Ich meine, in der einen Hand die Leine, in der anderen wahrscheinl. den Clicker. Der Hund zieht evtl auch noch in blöden situationen. Der Hund macht mal etwas gutes, du willst diesen belohnen und hast keine hand frei bzw. hast endlich alles, wenn die situation aber futsch ist.
Gestern wurde unser hund zu "ihrem glück" gezwungen. Sie kam das erste mal mit in dem kindergarten (meine freundin ist erzieherin). Ihre Chefin hat ebenfalls einen verträglichen jungen hund. Nunja...Unser wuff zuerst von weitem wieder blöd am bellen und als der andere hund auf sie losgelaufen ist, ist unser wuff natürlich im garten über alle berge und wurde gejagt. irgendwann hatten wir die beiden auseinander, war aber nichts passiert.
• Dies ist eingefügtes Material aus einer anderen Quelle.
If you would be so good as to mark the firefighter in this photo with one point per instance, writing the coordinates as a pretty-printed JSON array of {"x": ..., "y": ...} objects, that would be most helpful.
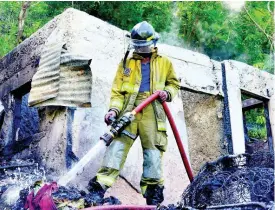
[{"x": 136, "y": 79}]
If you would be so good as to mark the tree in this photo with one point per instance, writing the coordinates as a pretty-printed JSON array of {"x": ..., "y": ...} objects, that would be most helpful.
[
  {"x": 21, "y": 19},
  {"x": 211, "y": 28}
]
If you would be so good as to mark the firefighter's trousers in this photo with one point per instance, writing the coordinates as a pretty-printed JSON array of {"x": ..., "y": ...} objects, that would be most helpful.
[{"x": 153, "y": 143}]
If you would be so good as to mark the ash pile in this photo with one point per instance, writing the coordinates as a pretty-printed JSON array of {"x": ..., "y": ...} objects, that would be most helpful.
[
  {"x": 239, "y": 182},
  {"x": 25, "y": 185}
]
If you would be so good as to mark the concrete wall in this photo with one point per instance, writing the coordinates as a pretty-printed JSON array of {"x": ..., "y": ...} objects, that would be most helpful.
[
  {"x": 196, "y": 109},
  {"x": 203, "y": 118}
]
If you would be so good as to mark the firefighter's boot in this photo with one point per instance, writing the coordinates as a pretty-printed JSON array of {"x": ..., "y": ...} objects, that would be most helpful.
[
  {"x": 96, "y": 193},
  {"x": 154, "y": 194}
]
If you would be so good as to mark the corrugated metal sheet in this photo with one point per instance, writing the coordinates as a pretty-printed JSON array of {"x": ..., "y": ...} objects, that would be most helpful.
[{"x": 62, "y": 79}]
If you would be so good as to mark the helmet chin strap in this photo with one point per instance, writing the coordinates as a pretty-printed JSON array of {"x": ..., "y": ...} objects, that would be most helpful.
[
  {"x": 126, "y": 55},
  {"x": 129, "y": 48}
]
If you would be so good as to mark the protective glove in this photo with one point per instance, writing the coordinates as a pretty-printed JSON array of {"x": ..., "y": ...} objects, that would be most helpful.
[
  {"x": 163, "y": 96},
  {"x": 110, "y": 114}
]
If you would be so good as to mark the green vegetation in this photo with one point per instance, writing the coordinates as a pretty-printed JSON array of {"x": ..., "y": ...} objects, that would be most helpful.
[
  {"x": 211, "y": 28},
  {"x": 207, "y": 27},
  {"x": 256, "y": 123}
]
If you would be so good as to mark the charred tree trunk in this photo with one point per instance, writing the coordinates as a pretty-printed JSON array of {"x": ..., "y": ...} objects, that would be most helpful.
[{"x": 21, "y": 20}]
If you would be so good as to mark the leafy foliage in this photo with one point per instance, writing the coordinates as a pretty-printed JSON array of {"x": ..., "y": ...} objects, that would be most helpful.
[
  {"x": 256, "y": 123},
  {"x": 211, "y": 28}
]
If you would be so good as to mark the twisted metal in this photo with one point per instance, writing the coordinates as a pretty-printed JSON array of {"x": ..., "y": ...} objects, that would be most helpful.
[{"x": 233, "y": 182}]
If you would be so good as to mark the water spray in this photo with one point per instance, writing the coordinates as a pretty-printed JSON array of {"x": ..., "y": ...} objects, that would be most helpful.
[{"x": 117, "y": 127}]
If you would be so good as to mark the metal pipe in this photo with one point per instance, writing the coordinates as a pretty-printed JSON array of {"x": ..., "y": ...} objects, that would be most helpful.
[
  {"x": 149, "y": 100},
  {"x": 184, "y": 158},
  {"x": 179, "y": 142}
]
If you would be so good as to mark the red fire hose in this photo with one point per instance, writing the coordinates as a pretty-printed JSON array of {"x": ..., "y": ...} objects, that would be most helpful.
[{"x": 184, "y": 158}]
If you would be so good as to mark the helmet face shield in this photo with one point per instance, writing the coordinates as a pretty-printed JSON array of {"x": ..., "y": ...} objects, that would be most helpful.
[{"x": 140, "y": 46}]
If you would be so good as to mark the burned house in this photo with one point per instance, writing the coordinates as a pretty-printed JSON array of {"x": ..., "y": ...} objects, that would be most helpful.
[{"x": 56, "y": 130}]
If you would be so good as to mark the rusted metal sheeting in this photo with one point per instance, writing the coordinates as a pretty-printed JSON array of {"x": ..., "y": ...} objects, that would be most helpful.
[{"x": 62, "y": 79}]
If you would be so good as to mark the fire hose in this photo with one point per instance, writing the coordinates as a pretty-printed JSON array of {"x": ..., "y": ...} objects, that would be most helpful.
[{"x": 118, "y": 126}]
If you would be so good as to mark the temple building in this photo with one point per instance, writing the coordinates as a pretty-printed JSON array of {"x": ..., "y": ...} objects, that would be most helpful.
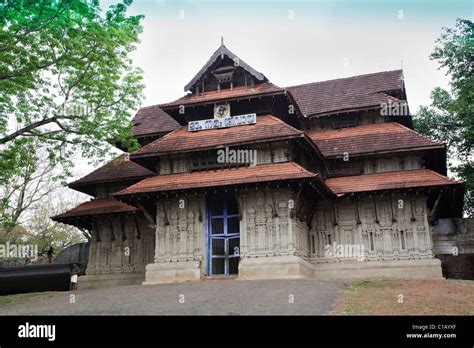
[{"x": 243, "y": 178}]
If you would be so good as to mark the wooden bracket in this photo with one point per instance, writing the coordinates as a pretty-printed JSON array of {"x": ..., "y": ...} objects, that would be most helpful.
[
  {"x": 375, "y": 210},
  {"x": 167, "y": 221},
  {"x": 199, "y": 211},
  {"x": 435, "y": 205},
  {"x": 97, "y": 231},
  {"x": 295, "y": 211},
  {"x": 334, "y": 215},
  {"x": 112, "y": 234},
  {"x": 145, "y": 212},
  {"x": 358, "y": 212},
  {"x": 412, "y": 206},
  {"x": 138, "y": 228},
  {"x": 391, "y": 210},
  {"x": 124, "y": 235}
]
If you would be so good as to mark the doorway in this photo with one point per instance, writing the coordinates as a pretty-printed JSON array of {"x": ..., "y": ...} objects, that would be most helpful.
[{"x": 223, "y": 230}]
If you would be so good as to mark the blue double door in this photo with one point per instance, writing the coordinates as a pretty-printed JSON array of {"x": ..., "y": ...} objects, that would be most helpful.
[{"x": 223, "y": 230}]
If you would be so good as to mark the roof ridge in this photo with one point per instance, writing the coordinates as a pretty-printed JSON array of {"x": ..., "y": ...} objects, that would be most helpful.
[
  {"x": 290, "y": 127},
  {"x": 345, "y": 78},
  {"x": 419, "y": 134}
]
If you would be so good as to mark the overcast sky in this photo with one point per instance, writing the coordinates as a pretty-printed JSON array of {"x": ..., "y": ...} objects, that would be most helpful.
[{"x": 294, "y": 42}]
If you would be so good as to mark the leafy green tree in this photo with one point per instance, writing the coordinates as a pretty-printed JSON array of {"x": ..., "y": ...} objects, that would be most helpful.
[
  {"x": 67, "y": 82},
  {"x": 450, "y": 117}
]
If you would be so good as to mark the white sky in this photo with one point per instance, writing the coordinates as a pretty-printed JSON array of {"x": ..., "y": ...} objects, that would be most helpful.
[{"x": 293, "y": 42}]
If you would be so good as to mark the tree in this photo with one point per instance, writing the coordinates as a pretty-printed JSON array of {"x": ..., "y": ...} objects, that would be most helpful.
[
  {"x": 67, "y": 83},
  {"x": 44, "y": 232},
  {"x": 450, "y": 117},
  {"x": 38, "y": 180}
]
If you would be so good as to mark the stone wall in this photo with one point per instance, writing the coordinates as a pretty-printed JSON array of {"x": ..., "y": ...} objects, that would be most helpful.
[
  {"x": 111, "y": 253},
  {"x": 389, "y": 228},
  {"x": 453, "y": 241}
]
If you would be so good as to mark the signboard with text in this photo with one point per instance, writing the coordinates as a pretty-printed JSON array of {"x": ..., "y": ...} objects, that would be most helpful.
[{"x": 226, "y": 122}]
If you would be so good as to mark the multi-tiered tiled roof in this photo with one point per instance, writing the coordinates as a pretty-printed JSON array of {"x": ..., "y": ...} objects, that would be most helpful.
[
  {"x": 378, "y": 138},
  {"x": 317, "y": 99}
]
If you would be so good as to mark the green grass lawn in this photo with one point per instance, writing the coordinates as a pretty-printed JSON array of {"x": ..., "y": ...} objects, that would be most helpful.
[
  {"x": 21, "y": 298},
  {"x": 388, "y": 296}
]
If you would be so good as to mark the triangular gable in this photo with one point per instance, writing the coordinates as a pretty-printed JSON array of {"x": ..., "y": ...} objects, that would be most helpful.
[{"x": 219, "y": 54}]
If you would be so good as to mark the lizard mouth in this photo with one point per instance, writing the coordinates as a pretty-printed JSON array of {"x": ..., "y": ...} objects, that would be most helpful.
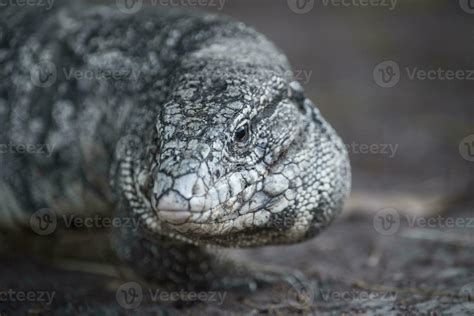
[{"x": 239, "y": 202}]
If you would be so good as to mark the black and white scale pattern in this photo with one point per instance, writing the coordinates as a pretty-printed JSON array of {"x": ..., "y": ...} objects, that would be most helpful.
[{"x": 188, "y": 119}]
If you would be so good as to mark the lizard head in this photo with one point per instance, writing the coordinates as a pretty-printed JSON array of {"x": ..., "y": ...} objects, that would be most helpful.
[{"x": 244, "y": 159}]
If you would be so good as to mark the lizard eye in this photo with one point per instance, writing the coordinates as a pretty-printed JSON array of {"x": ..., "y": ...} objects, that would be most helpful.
[{"x": 241, "y": 134}]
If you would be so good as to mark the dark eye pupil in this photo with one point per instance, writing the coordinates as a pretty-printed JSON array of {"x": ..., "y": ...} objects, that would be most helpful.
[{"x": 241, "y": 134}]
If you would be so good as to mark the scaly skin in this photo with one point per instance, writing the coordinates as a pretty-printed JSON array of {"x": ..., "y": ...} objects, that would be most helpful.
[{"x": 202, "y": 134}]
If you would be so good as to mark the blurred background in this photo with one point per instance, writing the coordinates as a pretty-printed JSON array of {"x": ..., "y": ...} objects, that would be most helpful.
[{"x": 335, "y": 47}]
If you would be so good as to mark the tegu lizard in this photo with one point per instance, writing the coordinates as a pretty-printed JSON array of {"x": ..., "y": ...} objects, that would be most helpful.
[{"x": 185, "y": 121}]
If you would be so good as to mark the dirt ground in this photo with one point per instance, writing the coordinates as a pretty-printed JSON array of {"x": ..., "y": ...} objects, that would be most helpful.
[{"x": 405, "y": 244}]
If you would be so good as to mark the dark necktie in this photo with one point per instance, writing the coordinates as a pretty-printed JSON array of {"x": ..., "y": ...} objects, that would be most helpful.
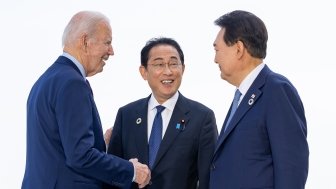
[
  {"x": 87, "y": 82},
  {"x": 156, "y": 135},
  {"x": 234, "y": 107}
]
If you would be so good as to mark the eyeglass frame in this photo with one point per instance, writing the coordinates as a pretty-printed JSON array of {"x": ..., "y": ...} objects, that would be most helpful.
[{"x": 172, "y": 65}]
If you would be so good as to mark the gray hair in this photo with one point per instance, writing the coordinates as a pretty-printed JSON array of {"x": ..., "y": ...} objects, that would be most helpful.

Nunja dann durfte lotta den anderen hund mit haare hoch beschnüffeln und kurz danach wurde der andere hund zum spielen animiert.
Aber muss es immer so einen terror geben? Ich mein, ich kann ja verstehen, dass ein hund vorsichtig ggü. anderen hunden ist. Es gibt immer mal hunde die falsch sind. Aber sie verstärkt mit ihr verhalten das ganze nochmal.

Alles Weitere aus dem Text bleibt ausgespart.